You are on TV. You are a star in your college. You would be the next big thing in your office tomorrow. The Ranbir or Katrina of your neighbourhood. Full paisa vasool. But, there is a but. What about poor little souls like us? Where does that leave the cricket-loving purists? IPL really knocks the wind out of the connoisseurs.
The moolah-raking, high octane, amazingly energetic excitement really gets to you. Of course, if you have watched all matches, it would have zapped you so much that by now you would have probably collapsed with exhaustion.
Back to sanity
Thankfully, it is back to sanity now. At least for a while. Watching the opening Test of the England vs New Zealand Test match gave me inner peace. Now, one can't wait for the final Test at Leeds and the Australia vs West Indies Test series, before the Ashes.
Call me old-fashioned, but the joy of watching real, good quality Test cricket still gives me goose bumps. The mere sight of a Jimmy Anderson or a Dale Steyn bowling with three slips and a gully evokes pleasant memories.
Give me the classical cover drive, the divine judgment of a Sunil Gavaskar outside the off-stump, the ethereal straight drive of a Sachin Tendulkar or the bamboozling spin of a Shane Warne.
Alas! I know it is now futile to even dream of it, but I really wish that cricket reverts back to being a skill game instead of the slam-bang maar-dhaad variety that is witnessed in most IPL matches. There would be some who will counter that saying that it requires technique, skill and planning even in T20 matches. Really?
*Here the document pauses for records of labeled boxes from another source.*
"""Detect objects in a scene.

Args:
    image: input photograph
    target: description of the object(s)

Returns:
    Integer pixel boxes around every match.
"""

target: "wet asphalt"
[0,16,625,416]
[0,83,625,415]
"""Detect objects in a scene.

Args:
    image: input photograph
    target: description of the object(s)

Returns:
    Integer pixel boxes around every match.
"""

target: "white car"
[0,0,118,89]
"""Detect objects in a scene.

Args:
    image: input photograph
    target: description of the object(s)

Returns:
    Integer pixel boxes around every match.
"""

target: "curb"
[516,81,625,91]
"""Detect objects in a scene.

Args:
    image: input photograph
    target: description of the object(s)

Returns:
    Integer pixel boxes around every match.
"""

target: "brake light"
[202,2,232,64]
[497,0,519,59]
IPL has really changed the complexion of the game.
The reverse sweep, the scoop, the cross-batted whack, the infinite sixes, the countless slower ones, the aimless cheering, the strategic time-outs, the Gayles, the Bravos, the Pollards and the innumerable little twinkling stars that fade away in the bright, scorching, unforgiving sun of Test cricket. Am I going to miss all this? IPL vs Test cricket? Well, oh dear, we are a minority!